3. Quality Fine-Tuning and Goal Setting
• Drive Greenness: Actively work to ensure the list of test failures is stable and trending down, targeting an ideal state of zero failures.
• Test Optimization: Fine-tune the pre-submit CTS and VTS test configurations. This includes enabling new tests to achieve better kernel coverage and disabling tests with duplicate coverage.
• Issue Tracking: Ensure all identified bugs and issues have their status updated on a daily basis.
Qualifications
• 3+ years of experience in Test Engineering, Quality Assurance, or DevOps/SRE with a focus on large-scale CI/CD pipelines and infrastructure stability.
• Demonstrated technical proficiency in scripting and configuration (e.g., Python, Bash) and familiarity with application-level languages (e.g., C++, Java) relevant to test maintenance.
• Proven expertise in test failure analysis, bisection, isolation, and debugging to identify root causes.
• Strong ability to operate under strict Service Level Objectives (SLOs) and deliver rapid technical resolutions.
• Experience maintaining test operations for large software platforms, preferably in a kernel or operating system context.

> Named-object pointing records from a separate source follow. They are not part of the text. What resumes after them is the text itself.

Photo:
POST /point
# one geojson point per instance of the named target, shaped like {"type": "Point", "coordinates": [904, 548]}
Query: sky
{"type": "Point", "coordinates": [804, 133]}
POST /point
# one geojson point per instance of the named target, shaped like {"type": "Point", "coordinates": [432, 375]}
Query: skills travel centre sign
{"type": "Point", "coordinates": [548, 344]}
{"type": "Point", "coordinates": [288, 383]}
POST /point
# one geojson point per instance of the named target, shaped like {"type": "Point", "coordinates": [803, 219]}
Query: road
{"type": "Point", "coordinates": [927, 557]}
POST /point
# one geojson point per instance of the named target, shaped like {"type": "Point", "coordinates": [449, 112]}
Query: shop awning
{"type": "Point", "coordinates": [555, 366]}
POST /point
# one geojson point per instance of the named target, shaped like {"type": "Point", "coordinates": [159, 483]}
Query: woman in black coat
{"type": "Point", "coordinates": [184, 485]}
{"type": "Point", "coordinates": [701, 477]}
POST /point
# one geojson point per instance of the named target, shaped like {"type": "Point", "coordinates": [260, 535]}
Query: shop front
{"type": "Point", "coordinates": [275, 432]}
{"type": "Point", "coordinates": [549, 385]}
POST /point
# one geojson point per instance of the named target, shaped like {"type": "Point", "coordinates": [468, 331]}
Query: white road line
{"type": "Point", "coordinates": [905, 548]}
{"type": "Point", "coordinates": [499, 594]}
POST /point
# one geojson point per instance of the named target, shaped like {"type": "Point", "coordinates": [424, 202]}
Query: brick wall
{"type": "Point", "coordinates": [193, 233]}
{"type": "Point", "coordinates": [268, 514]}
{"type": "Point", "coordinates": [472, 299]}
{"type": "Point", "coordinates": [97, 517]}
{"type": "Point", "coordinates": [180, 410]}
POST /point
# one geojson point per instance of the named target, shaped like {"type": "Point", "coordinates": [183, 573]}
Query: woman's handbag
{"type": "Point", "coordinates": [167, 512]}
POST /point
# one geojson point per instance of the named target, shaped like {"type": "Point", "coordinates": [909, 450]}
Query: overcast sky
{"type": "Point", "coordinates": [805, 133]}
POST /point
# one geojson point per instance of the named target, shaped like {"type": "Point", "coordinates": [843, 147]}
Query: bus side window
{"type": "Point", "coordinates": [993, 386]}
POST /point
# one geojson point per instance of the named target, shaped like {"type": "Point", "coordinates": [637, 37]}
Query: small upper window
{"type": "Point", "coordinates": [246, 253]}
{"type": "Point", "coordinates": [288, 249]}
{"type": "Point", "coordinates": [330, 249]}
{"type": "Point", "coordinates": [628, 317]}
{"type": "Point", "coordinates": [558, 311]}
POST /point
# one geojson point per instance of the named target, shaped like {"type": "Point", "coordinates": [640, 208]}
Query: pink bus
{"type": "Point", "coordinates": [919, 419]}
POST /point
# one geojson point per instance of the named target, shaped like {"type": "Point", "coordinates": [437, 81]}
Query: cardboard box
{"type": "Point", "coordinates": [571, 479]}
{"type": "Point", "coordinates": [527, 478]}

IQronix Limited is a global technology services company specializing in embedded systems, edge AI, and large-scale production support. With over twenty years of system-level expertise, IQronix partners with major telecom and electronics brands to deliver reliable, scalable, and high-performance solutions. The company provides OS integration, firmware development, BSP engineering, system bring-up, QA automation, cloud-connected diagnostics, and edge AI deployment. Headquartered in Taipei, Taiwan, and affiliated offices in US, UK and Germany. IQronix offers flexible engagement models to meet global customer needs.